The plot is pretty simple. Mitch Rapp (Dylan O’Brien) is recruited into an elite program headed up by a surly CIA operative (Michael Keaton) after the death of his fiance turns him into a one man terror cell obliterator. He teams with another spy to track down missing Plutonium and a man they call Ghost (Taylor Kitsch).
With a simple plot, you’d think there would have been space for some really interesting elements to fill in and give life to the story. Unfortunately, American Assassin gets lost in it’s quest to get to the climax and stay on it’s plotted line. This movie is so concerned moving from set piece to set piece and story beat that it doesn’t do enough little things right. There’s weird sound mix issues when characters are not on screen and their dialogue sounds like it’s coming from another room. The action scenes themselves are decent but the lead up to them is aiding by weird cutting, enabling characters to teleport from space to space with ease. It feels as though Michael Cuesta got more concerned about the cool factor than the continuity factor.
American Assassin’s non-stop race to the finish also means that the characters come off very broad and the actors don’t know how to reign them all the way in. This is a group of spies that seem so terrible at being spies (they seem outmatched in every situation) that even when they are sitting down observing the action, it feels like they should be made. Cuesta cannot seem to wrangle the competing elements of having us follow spies on a journey whilst also making them blend in, as spies would. It also robs certain characters of the ability to seep into a narrative, choosing to make them mysterious or slightly out of our gaze to wallop us with twists later, when in reality we just wanted more interesting characters
Perhaps most unforgiving of all is that the narrative stops caring about Mitch Rapp’s emotional development on its quest to have the hero keep emotion out of it. Dylan O’Brien strikes a pretty interesting figure as Mitch, and you can see him battling back the feelings and hurt from losing a loved one. However, the narrative doesn’t seem to care about knocking the character off his axis and making him wrestle with anything for more than a second.
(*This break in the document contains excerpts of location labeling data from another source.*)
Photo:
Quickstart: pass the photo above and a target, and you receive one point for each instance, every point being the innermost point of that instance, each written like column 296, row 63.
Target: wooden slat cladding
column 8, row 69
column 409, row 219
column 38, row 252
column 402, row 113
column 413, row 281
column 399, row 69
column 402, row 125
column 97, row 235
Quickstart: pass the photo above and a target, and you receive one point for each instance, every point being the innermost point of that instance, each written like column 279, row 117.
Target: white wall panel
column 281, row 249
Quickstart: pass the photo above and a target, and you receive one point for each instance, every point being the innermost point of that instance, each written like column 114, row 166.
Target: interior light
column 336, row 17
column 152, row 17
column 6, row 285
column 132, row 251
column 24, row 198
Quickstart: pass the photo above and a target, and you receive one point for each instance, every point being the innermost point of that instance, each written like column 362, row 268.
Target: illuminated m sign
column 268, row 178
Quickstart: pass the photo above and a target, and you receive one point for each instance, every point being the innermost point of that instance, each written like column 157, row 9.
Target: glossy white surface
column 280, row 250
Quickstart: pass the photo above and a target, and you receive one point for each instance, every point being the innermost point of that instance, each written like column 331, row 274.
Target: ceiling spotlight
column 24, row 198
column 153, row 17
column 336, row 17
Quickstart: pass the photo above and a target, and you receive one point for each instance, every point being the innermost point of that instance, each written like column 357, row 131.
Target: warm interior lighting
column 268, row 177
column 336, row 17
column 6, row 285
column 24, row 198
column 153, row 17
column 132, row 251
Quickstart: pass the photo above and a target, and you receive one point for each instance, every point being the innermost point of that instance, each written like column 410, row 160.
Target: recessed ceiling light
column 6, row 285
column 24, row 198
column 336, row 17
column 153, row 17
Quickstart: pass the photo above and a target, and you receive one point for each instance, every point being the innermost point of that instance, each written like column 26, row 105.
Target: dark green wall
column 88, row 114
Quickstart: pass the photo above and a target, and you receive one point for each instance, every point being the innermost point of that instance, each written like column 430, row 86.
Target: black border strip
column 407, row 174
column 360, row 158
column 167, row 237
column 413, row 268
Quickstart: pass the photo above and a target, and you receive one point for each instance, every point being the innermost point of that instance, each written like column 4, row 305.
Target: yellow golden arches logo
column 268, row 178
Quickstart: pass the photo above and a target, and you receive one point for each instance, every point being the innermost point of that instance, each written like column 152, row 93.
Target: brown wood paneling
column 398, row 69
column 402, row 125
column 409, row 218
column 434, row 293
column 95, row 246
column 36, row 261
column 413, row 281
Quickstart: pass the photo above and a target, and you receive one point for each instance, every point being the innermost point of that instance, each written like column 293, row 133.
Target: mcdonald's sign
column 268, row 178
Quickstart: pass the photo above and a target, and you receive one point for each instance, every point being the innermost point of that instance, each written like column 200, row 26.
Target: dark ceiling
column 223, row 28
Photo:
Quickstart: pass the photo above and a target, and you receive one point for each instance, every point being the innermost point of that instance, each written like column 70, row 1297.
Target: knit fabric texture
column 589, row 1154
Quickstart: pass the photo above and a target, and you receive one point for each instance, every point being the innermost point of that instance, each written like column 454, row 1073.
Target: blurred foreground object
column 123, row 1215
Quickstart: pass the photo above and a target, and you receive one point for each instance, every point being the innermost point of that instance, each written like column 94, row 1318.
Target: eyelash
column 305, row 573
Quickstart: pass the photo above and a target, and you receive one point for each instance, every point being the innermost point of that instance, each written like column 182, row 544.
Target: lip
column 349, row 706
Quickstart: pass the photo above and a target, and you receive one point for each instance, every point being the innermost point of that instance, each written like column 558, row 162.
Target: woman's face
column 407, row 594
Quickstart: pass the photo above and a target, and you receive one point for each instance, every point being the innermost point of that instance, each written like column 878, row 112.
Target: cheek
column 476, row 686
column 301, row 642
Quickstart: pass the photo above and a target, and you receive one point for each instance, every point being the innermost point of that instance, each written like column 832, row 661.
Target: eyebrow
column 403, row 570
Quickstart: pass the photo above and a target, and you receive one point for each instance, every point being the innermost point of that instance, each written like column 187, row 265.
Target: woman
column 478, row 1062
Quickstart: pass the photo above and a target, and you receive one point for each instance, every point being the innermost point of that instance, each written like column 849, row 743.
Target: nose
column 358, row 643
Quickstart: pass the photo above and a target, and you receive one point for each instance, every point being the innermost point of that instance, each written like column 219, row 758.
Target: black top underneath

Every single decision Mitch Rapp makes when it comes to the mission proves to be right, whether he’s executing or ignoring orders. That’s one way to show that your hero is capable but it’s also pretty boring as far as storytelling goes. There’s no consequences to his actions, a terrible thing to do when the film starts with criminals paying for gunning down his fiance. Just one decision that Rapp made going poorly and blowing up in his face would have made for a way more interesting film. Instead American Assassin goes for the lowest common, and most boring, denominator on it’s way to a pretty silly, if logical climax.